Baba Car llegó a España en 2003. Habla cinco lenguas: wolof, francés, rumano, español e inglés. Antes trabajaba en la obra, con todos sus papeles en regla, pero desde 2010 no ha podido firmar ningún contrato. Su periplo europeo lo ha llevado por distintas ciudades españolas e incluso por Italia, pero parece que las cosas no pintan bien para su futuro en el continente. “A mí lo que me gusta es trabajar en el campo, pero no tenemos opción”, reflexiona con la frustración grabada en los ojos. Baba Car enseña a unos pocos periodistas las fotos de Mor: su esposa, sus hijas, él de joven posando con su equipo de fútbol o con su atuendo típico senegalés. Los cigarrillos y el café ambientan un espacio en el que parece que el tiempo se haya parado desde la mañana del martes y el reloj de la cocina marca inmóvil las 9.01.

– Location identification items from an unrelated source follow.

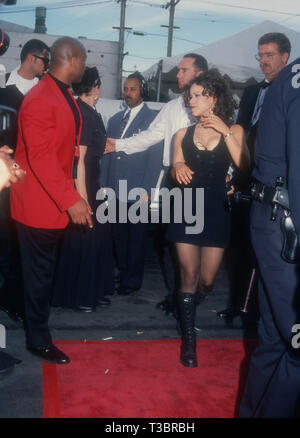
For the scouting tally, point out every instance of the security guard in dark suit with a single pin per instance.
(273, 52)
(273, 386)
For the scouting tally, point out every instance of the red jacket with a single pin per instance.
(45, 149)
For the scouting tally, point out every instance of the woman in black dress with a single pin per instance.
(202, 155)
(85, 268)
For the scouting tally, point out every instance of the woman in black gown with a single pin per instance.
(202, 155)
(85, 268)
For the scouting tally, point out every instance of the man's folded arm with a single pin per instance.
(38, 130)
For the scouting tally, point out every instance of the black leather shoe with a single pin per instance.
(104, 302)
(15, 316)
(50, 354)
(125, 291)
(85, 309)
(229, 313)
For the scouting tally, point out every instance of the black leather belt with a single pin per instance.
(262, 193)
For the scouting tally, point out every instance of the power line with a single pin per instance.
(247, 8)
(63, 5)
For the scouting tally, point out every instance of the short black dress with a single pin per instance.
(210, 169)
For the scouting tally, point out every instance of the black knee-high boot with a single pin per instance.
(187, 308)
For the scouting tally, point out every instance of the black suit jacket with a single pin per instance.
(246, 109)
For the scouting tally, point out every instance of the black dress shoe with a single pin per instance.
(15, 316)
(125, 291)
(50, 354)
(104, 302)
(229, 313)
(85, 309)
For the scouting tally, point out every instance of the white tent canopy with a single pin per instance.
(234, 55)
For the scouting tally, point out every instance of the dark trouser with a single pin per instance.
(11, 294)
(130, 250)
(273, 385)
(241, 262)
(38, 249)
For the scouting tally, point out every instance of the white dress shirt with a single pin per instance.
(133, 113)
(173, 116)
(23, 85)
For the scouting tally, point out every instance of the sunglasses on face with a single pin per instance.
(45, 60)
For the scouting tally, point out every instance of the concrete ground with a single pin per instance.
(133, 317)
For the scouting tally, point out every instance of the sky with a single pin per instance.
(200, 22)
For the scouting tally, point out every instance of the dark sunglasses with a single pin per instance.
(97, 83)
(45, 60)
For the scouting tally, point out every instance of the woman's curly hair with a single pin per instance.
(216, 86)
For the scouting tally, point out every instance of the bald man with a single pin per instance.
(44, 202)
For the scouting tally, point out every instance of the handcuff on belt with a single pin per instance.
(277, 197)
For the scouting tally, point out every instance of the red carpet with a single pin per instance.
(144, 379)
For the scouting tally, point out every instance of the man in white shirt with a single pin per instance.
(122, 173)
(172, 117)
(34, 61)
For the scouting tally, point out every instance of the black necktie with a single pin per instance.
(124, 122)
(266, 84)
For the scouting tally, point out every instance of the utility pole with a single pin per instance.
(171, 26)
(121, 54)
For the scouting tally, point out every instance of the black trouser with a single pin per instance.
(38, 249)
(273, 386)
(11, 293)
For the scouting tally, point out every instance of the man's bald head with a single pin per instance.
(68, 58)
(63, 49)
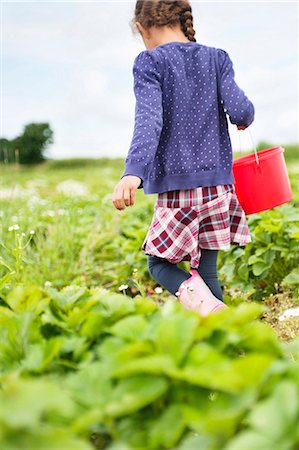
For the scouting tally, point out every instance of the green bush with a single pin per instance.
(81, 368)
(270, 257)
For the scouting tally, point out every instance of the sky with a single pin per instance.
(69, 63)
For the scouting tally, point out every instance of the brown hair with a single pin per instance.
(160, 13)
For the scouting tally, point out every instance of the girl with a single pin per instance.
(181, 150)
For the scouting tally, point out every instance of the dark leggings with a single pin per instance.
(170, 276)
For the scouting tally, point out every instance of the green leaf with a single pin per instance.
(172, 334)
(274, 416)
(129, 328)
(251, 440)
(292, 278)
(132, 394)
(259, 268)
(168, 429)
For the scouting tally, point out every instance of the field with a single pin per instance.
(94, 354)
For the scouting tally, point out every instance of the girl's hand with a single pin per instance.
(124, 192)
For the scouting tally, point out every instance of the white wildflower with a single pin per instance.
(14, 227)
(49, 213)
(72, 188)
(290, 312)
(122, 287)
(15, 192)
(158, 290)
(62, 212)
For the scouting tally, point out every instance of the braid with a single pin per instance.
(165, 13)
(187, 24)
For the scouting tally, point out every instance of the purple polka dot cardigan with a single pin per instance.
(184, 92)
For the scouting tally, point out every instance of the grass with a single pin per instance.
(80, 238)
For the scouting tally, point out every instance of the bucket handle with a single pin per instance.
(254, 146)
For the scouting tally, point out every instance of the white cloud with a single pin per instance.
(71, 64)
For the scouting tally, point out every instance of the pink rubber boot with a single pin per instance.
(196, 295)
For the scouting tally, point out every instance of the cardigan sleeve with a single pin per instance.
(148, 115)
(236, 104)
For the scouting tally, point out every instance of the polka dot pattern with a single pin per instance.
(183, 91)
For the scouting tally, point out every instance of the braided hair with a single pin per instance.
(161, 13)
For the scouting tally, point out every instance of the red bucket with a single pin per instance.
(261, 180)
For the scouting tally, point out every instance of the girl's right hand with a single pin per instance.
(124, 191)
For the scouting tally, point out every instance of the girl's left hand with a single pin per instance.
(124, 192)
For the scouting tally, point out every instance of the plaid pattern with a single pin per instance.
(187, 220)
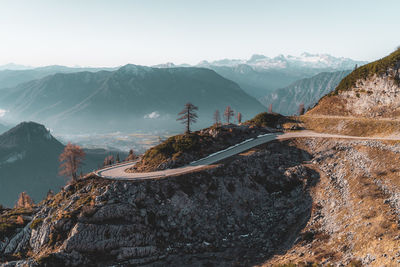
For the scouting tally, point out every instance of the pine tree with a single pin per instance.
(270, 108)
(228, 114)
(188, 116)
(239, 117)
(217, 118)
(301, 109)
(71, 159)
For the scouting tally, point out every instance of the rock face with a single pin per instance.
(243, 211)
(312, 200)
(308, 91)
(371, 91)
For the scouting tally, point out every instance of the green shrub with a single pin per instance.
(266, 119)
(378, 67)
(173, 146)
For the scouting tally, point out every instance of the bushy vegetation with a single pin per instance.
(173, 147)
(378, 67)
(266, 119)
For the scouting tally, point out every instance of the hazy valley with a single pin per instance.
(259, 189)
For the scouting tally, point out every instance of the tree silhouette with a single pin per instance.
(239, 117)
(228, 114)
(217, 118)
(188, 115)
(301, 109)
(70, 159)
(270, 108)
(131, 156)
(109, 160)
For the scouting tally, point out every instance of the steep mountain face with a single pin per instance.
(307, 91)
(131, 98)
(240, 212)
(308, 200)
(370, 91)
(3, 128)
(29, 162)
(12, 75)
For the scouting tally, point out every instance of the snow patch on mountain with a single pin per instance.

A pocos metros del portal donde vivía Mor, se encuentra el bar Venecia, local agregado al mercado municipal. Fue uno de los comercios que algunos manifestantes destrozaron durante la mañana del martes utilizando sus mesas y sillas para atacar a los Mossos con el fin de impedir que la comisión judicial pudiera llevarse el cadáver de Mor. En los momentos de mayor tensión un vendedor del mercado fue atacado y lesionado en el rostro y el conductor de la furgoneta fúnebre fue sacado de su cabina y apaleado ante la sorpresa y la indignación de los demás vecinos. “Sentimos mucho miedo. Nos insultaban. Nos llamaban racistas. Mi intención no es generalizar, pero después de esto hay algunos senegaleses que se creen los reyes de Salou”, explica Kler, camarera del bar que presenció los hechos desde primera hora de la mañana. “Al principio estábamos todos los vecinos juntos, sin distinción de raza, y, de repente, algunos senegaleses se volvieron contra nosotros y contra todo”, detalla.
Si algo enorgullecía a los salouenses antes del martes era la paz social. En el municipio conviven 26.500 ciudadanos de más de cien nacionalidades distintas, entre los cuales un total de 1.190 senegaleses registrados en el censo. Los de fuera son los turistas, que multiplican la población durante los meses de verano, no los senegaleses, ni los chinos, ni los pakistaníes. El pueblo sabe que los ‘top manta’ son una víctima más de las mafias que les venden la mercancía procedente de países como Turquía o el Reino Unido. “Son nuestros vecinos. Vecinos con los que no hemos tenido ningún problema hasta ahora. Pero el otro día nos agredieron y esto nos llena de consternación. La pregunta es, ¿ahora qué? ¿Volverá a ser lo mismo? Yo no lo creo”, sentencia Juli Vilaplana, presidente de la Asociación de Comerciantes y Empresarios de Salou. Una vecina le pone un brillo de esperanza a la situación y apunta que “el diálogo es lo único que puede solucionar el tema”. Mientras, Baba Car y su compañero Khadimou planean abandonar la ciudad. “Después de lo sucedido, quiero irme de Salou”.